🤖 AI Summary
Current multimodal large language models (MLLMs) struggle to comprehend analog/mixed-signal (AMS) circuit schematics due to the scarcity of high-quality schematic-netlist paired data; conventional approaches (e.g., AMSnet) rely on hand-crafted rules, exhibiting poor robustness and limited generalizability. This work proposes the first AI-driven AMS netlist extraction framework. It introduces a novel semantic segmentation–based wire detection mechanism to achieve robust topological identification and precise spatial coordinate recovery. We construct AMSnet 2.0—a large-scale, multi-modal dataset comprising 2,686 schematics (+239% over AMSnet), uniquely annotated with schematic images, Spectre netlists, OpenAccess layout files, and component- and net-level spatial coordinates. The framework enables end-to-end digital schematic reconstruction.

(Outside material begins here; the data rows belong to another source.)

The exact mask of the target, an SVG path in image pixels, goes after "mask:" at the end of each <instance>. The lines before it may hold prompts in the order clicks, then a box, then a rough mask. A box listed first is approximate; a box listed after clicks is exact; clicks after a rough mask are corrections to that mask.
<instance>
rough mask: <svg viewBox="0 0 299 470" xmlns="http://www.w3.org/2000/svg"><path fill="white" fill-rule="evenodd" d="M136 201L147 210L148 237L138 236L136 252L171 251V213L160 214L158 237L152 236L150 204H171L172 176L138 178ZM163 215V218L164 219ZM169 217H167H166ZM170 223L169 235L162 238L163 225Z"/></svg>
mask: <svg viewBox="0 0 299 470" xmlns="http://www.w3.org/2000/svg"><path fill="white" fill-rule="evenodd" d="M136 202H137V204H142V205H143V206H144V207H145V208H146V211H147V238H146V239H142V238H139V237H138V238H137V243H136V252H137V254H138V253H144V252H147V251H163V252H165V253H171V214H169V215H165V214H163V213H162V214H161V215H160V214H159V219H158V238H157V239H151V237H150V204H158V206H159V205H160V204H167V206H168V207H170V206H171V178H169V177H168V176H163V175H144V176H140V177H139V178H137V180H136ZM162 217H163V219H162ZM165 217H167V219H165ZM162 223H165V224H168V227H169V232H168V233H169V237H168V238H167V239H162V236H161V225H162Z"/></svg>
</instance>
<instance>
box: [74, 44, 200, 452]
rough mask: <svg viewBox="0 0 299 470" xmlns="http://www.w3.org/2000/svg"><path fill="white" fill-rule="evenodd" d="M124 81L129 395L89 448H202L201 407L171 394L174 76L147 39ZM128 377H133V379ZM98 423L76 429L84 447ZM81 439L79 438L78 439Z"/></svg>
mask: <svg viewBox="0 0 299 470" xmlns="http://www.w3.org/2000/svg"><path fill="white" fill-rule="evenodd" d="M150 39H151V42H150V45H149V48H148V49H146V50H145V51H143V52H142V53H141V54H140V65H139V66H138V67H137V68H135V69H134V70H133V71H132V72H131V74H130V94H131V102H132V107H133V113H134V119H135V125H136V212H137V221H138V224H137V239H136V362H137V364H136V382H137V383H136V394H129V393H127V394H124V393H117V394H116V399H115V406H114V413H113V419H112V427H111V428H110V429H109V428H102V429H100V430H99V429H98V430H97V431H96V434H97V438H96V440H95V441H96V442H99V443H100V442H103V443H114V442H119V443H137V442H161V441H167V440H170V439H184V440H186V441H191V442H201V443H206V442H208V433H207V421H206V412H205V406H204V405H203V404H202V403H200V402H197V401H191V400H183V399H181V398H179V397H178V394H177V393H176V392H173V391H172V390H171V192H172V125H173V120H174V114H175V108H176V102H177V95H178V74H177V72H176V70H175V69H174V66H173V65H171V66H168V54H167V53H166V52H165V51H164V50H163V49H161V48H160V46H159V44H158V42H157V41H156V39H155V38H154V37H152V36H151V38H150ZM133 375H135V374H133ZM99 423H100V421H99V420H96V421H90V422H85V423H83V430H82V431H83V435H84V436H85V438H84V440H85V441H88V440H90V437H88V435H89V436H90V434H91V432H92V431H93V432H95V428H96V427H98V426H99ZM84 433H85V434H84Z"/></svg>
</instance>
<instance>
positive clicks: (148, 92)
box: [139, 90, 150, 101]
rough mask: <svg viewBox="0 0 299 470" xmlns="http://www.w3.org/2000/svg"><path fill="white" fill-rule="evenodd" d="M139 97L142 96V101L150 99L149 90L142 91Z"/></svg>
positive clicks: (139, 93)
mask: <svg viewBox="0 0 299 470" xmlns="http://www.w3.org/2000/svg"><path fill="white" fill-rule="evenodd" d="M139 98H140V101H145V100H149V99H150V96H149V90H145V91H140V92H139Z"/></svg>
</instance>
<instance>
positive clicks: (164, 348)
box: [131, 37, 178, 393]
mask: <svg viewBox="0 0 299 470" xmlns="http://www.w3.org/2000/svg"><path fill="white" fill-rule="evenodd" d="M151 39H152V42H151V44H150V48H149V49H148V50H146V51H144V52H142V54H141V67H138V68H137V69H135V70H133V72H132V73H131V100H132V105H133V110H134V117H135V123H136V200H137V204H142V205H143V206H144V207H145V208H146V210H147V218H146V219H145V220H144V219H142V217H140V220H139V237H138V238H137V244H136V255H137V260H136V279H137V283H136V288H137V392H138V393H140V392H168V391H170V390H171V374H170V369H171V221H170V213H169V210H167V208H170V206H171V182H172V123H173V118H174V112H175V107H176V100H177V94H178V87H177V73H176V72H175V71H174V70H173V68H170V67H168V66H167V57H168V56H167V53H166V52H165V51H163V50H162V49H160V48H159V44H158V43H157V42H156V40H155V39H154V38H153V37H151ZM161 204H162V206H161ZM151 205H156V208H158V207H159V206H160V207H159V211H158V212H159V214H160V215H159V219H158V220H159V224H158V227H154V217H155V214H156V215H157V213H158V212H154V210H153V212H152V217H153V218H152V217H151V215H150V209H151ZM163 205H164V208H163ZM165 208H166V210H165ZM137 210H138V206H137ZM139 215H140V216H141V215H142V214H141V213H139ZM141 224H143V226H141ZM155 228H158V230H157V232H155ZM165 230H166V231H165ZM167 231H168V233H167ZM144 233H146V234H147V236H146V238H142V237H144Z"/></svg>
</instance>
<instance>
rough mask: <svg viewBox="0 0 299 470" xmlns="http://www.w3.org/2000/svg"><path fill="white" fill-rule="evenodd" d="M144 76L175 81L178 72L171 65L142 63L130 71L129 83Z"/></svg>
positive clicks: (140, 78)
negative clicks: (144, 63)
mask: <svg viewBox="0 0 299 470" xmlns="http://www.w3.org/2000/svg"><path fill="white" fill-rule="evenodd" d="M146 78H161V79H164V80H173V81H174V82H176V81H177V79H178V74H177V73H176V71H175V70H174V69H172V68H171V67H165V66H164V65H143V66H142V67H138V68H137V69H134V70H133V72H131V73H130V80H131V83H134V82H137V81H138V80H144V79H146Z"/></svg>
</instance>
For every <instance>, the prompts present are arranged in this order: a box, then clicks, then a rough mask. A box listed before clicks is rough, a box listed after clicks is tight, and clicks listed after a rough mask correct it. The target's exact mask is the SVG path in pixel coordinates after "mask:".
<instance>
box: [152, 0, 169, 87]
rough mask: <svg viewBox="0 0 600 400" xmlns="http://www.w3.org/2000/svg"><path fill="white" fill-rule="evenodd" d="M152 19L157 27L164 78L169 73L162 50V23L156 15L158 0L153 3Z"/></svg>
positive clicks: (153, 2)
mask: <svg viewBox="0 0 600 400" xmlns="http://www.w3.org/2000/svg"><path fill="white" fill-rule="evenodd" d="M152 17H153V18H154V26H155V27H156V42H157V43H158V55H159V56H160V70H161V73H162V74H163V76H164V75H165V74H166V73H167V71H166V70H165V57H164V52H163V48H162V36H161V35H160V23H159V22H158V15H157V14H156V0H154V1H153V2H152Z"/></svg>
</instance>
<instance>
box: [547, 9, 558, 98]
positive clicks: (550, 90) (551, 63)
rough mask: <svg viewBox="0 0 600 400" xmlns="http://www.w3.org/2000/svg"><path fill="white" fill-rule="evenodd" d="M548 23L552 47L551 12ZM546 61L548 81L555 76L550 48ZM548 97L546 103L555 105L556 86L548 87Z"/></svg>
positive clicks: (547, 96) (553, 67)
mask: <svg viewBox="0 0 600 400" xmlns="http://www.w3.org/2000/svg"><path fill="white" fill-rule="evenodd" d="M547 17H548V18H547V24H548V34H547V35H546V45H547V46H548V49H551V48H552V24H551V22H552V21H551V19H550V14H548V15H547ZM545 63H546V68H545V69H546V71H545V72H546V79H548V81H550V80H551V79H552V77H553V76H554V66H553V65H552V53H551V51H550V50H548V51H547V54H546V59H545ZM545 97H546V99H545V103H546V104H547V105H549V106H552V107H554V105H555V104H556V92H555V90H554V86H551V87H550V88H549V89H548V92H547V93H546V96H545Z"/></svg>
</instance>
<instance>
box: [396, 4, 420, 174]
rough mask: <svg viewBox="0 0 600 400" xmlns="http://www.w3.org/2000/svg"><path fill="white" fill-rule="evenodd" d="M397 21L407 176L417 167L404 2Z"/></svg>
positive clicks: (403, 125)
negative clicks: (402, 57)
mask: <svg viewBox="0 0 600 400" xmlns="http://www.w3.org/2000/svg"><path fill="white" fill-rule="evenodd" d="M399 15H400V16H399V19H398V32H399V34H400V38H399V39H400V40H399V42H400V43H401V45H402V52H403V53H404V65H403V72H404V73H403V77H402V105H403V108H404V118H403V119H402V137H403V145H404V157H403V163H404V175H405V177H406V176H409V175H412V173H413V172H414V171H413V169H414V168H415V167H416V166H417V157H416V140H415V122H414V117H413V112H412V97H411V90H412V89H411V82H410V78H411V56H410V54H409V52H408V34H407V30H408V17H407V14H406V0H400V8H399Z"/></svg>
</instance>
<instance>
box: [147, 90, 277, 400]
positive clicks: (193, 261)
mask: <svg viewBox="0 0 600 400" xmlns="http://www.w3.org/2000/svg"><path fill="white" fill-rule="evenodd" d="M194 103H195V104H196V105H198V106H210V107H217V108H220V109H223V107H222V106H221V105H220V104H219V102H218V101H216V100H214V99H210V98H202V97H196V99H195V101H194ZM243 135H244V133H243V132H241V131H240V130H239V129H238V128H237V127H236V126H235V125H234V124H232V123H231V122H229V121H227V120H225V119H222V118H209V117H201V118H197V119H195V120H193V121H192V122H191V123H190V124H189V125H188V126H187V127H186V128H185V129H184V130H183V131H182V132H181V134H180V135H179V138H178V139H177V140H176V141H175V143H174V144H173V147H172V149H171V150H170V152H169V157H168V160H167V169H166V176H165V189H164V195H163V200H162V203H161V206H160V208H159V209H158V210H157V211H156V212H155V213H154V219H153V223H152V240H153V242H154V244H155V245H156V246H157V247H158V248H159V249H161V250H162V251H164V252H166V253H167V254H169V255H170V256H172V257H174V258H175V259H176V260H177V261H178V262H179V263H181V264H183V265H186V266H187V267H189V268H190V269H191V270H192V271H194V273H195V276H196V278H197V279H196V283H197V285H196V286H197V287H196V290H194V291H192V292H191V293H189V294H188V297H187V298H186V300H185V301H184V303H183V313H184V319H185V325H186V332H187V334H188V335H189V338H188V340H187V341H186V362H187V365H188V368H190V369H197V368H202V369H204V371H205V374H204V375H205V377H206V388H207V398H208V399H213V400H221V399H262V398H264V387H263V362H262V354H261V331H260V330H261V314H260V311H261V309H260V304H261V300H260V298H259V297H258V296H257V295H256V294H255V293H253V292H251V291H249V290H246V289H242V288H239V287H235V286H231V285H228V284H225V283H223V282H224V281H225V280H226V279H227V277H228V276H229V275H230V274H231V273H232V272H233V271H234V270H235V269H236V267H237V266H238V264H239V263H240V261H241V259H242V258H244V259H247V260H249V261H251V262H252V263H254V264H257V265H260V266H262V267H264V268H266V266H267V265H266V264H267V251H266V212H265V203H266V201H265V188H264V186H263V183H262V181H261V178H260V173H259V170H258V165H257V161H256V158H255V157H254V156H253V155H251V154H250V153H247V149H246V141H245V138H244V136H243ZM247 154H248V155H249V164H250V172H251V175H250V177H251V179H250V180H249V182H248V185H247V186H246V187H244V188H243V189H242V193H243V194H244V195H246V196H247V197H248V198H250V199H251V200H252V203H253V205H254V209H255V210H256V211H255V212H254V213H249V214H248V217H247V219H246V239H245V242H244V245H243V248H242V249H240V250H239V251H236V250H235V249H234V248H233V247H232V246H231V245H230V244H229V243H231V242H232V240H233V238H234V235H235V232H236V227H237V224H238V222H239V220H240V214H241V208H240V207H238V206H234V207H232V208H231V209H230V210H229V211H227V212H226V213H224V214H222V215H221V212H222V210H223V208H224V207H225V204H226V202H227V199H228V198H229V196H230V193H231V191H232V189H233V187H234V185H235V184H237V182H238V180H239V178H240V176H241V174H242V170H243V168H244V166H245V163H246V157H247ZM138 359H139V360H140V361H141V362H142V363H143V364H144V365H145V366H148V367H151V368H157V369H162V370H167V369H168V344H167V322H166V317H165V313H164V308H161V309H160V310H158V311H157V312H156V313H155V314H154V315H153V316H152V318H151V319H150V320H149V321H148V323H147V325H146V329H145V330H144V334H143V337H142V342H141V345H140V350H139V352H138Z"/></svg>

Experiments demonstrate substantial improvements in MLLM accuracy on circuit understanding tasks, validating both the efficacy of our method and the utility of the new dataset.
📝 Abstract
Current multimodal large language models (MLLMs) struggle to understand circuit schematics due to their limited recognition capabilities. This could be attributed to the lack of high-quality schematic-netlist training data. Existing work such as AMSnet applies schematic parsing to generate netlists. However, these methods rely on hard-coded heuristics and are difficult to apply to complex or noisy schematics in this paper. We therefore propose a novel net detection mechanism based on segmentation with high robustness. The proposed method also recovers positional information, allowing digital reconstruction of schematics. We then expand AMSnet dataset with schematic images from various sources and create AMSnet 2.0. AMSnet 2.0 contains 2,686 circuits with schematic images, Spectre-formatted netlists, OpenAccess digital schematics, and positional information for circuit components and nets, whereas AMSnet only includes 792 circuits with SPICE netlists but no digital schematics.